My wife has never ever asked me for, nor asked me to buy her a Swiss Army Knife or Multi-Tool with a cork screw so she could open a bottle of wine. In fact I think she has at least two designer cork screws, one of which has an electric motor, whose sole purpose for existence is to only remove corks from wine bottles as quickly and stylishly as possible. The fact that a Swiss Army Knife or Multi-Tool could do so much more than just opening the wine seems to hold no allure to her.

This optimization for purpose and use should be applied throughout the business. Products should focus on being the best at what they are used for. Look at the screw driver example I used before. I’ll also illustrate this precept by using a hi-tech example from my past. I worked for a company that essentially made a chassis that would house a variety of application specific boards and blades (sounds like a Swiss Army Knife). Each blade was optimized for a specific application, and there were a lot of them to choose from.

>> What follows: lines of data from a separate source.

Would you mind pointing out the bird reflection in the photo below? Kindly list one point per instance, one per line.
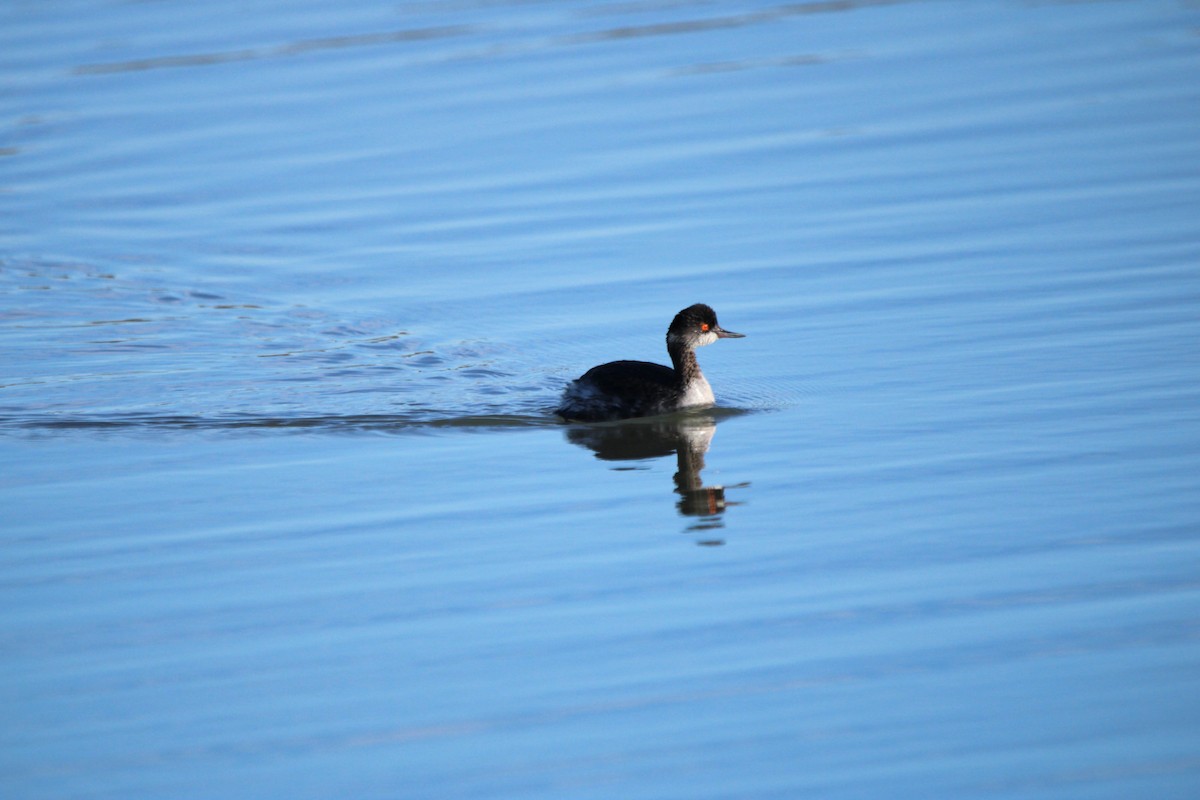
(688, 435)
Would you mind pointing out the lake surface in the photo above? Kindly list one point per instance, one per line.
(288, 292)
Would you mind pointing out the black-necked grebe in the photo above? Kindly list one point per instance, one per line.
(624, 389)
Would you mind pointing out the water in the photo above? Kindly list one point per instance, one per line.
(287, 294)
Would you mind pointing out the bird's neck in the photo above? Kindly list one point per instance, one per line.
(683, 359)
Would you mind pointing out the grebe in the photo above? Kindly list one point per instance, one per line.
(624, 389)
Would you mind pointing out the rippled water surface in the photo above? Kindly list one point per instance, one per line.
(288, 292)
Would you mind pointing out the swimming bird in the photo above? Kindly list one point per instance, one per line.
(625, 389)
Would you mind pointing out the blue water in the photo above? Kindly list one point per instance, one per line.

Customers said that the number of different application blades could be confusing and suggested that the company undertake the development of a “universal” blade that would enable the customers to do several different applications instead of the usually capable and provisioned one. The universal blade came out … and it was a failure.

The resulting universal blade was much more complex, much more expensive and less functional on every application that it addressed even though it addressed far more applications than the single blade – single application counterparts. In short it could do just about everything, but it couldn’t do anything as well as each of the specific application blades could do it, and due to its complexity it was much more expensive to boot. Less optimized and more expensive is not a good business proposition for success.

The same would go for business processes. Processes are supposed to be a simplified, streamlined, consistent way of doing things that will optimize your efficiency. However when you try to create the “universal” process, much like the universal application blade, they end up not being optimized for anything and hence reduce efficiency in everything.

As an example, suppose you are addressing two markets, the North and South Poles. On the surface both are similar in that they are cold and have snow. But the North Pole is populated by Santa’s elves and they are primarily interested in candy and toys. The South Pole is populated by penguins who are primarily interested in fish and not being eaten by sea lions.

If you were to create a global process that addresses the needs of both the North Pole and South Pole markets it would have to take into account the specific and disparate needs associated with serving both elves and penguins. By the very nature of your markets at least half (and probably more) of your process would not be applicable to one or the other market. If you were to complicate things further by adding third market, say the Himalayas (again cold with snow) you would then have to add the processes associated with serving the populations of Sherpa and Yetis in the area. As we all know Sherpa are primarily interested in climbing and Yeti are primarily interested in leaving foot prints and not being seen.

Sherpa and Yeti, elves and penguins all live in similar markets (cold and snow) but I don’t think that a universal process can be put together to efficiently address each of these markets’ specific needs. It would seem to be much more efficient to create and optimize a process for use in each specific area.

Business is about addressing specific markets and even more specifically, specific customers and their specific needs. The better that you can do that, the better your chances of success both with that customer and in that market. Swiss Army knives and Multi-Tools are cool, but people, and customers, who have a specific need are not looking for all the other functionality that comes with the more complicated or diverse solution. When you start to hear the siren song of the universal product or the universal process it may be best to emulate Odysseus and find a way to maintain your direction and focus on the optimization for purpose and use that your customer really wants, and that has been the cornerstone of business success.